Council picks Neill; two council candidates questioned
The Spokane Valley City Council moved quickly Tuesday to appoint a new planning commissioner, voting unanimously to approve Steven Neill with no discussion or questions.
Mayor Tom Towey, who made the recommendation, said he was encouraged by the quality of the candidates for the position and that he did not take his decision lightly. “It’s a very, very tough decision to make.”
Neill, a distribution specialist with Office Max, applied and was interviewed for a vacant council position earlier this year. He also applied to fill the council vacancy created by the death of Bob McCaslin and was selected for an interview, but decided to withdraw his request and applied for the planning commission instead. He also applied for a planning commission seat in December.
The other applicants for the position were: John Baldwin, a longtime SCOPE volunteer; Gordon Curry, a self-employed real estate broker; Bill Stallcop, a retired transportation manager; George Watson, project director and partner at Watson and Herres Architectural Firm; and Jennie Willardson, a customer service representative for West Corp.
The council also spent time interviewing council candidates Chuck Hafner and Ben Wick. They are expected to select one of the two during the May 17 council meeting.
Hafner said the most important issue facing the city is the budget and it must be “austere.” Councilman Bill Gothmann said Hafner’s application indicated he would streamline the permitting process. “How do you envision doing that?”
The city staff needs to be able to make certain decisions, Hafner said, so “they don’t have to follow the book, cross the T and dot the I.”
Councilwoman Brenda Grassel asked Hafner to explain his vision for the future and Hafner said he didn’t have any specifics. “That’s so hypothetical I don’t think I can give you a plan,” he said. That is something the council must decide as a whole, he said.

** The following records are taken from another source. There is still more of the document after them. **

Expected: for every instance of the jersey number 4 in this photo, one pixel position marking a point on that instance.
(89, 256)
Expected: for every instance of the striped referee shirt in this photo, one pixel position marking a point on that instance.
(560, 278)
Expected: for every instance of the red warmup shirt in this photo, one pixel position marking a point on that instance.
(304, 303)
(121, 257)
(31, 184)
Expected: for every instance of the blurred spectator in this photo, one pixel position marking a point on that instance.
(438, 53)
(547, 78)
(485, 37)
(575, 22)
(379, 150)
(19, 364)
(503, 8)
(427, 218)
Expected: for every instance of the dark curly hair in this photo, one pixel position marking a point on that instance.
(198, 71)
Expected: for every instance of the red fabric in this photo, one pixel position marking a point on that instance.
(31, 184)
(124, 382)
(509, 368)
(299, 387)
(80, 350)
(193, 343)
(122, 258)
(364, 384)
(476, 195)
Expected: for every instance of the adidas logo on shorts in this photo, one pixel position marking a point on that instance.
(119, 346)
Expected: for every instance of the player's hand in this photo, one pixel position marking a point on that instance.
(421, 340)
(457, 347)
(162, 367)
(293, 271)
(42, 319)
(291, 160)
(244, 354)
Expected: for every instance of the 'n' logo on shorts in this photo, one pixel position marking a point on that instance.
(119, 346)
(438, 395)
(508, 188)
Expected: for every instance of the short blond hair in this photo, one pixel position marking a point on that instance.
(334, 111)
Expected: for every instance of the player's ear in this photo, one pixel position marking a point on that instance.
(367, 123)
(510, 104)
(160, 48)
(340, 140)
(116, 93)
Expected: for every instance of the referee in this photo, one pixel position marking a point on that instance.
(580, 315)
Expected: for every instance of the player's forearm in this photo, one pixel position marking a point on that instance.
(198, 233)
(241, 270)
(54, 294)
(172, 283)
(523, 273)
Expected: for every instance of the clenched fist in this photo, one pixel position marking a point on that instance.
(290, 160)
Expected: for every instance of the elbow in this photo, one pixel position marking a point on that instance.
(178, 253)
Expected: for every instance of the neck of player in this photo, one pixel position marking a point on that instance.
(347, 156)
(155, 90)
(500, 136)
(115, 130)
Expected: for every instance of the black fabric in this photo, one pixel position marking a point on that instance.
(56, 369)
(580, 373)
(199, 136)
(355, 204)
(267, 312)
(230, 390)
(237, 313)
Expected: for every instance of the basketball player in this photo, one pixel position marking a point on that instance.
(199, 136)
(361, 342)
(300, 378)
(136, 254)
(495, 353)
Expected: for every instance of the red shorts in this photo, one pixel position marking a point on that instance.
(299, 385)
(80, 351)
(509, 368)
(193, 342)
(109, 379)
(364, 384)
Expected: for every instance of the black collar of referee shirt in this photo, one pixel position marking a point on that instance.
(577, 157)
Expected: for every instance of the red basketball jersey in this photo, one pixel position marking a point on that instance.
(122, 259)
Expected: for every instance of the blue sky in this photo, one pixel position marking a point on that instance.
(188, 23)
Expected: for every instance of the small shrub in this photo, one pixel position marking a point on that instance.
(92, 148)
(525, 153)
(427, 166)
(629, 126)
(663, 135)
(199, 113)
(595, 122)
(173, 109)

Hafner also said he would work with the council to find money to pay for street preservation projects. “I’m not sure we’re going to have much decisions to make if we don’t get in some revenue,” he said.
Councilman Dean Grafos asked how Hafner would handle it if the council made a decision he didn’t agree with. Hafner said that while he might be struggling on the inside, he wouldn’t go to the media with any complaints. “That’s just tearing down the council,” he said.
In his second turn at an interview, Ben Wick said the most difficult part of being on the council would be the “daily loss of friends” because there is no way to make everyone happy. The most important issue facing the city is the need for a long-term strategic plan, he said, which would allow the city to “start to make progress toward that.”
Creating such a vision would have to be a collaborative process between the council, the community and business leaders, Wick said. “It’s not going to be easy,” he said. “It’s not going to be one person’s vision.”
Grafos asked how Wick would pay for needed street preservation projects. “The downside of street preservation is it costs money all the time,” Wick said. The city will be saving about $2 million a year after 2011 because it will no longer be paying for sewer projects and the full width paving associated with them. The city also has already set aside just under $1 million for the purpose, he said. “That’s three of your four million,” he said.
In other business, the council had a lengthy discussion on whether to apply for a $125,000 grant from the Department of Ecology to help pay for the ongoing update of the city’s Shoreline Master Program. The city has budgeted $150,000 for the process, said planner Lori Barlow. The grant could help pay for several items that were not included in the original budget, including staff time, a public access plan and a critical areas analysis.
The majority of the council agreed to have staff prepare a grant application and gather more information to bring before the council at a later date for a vote.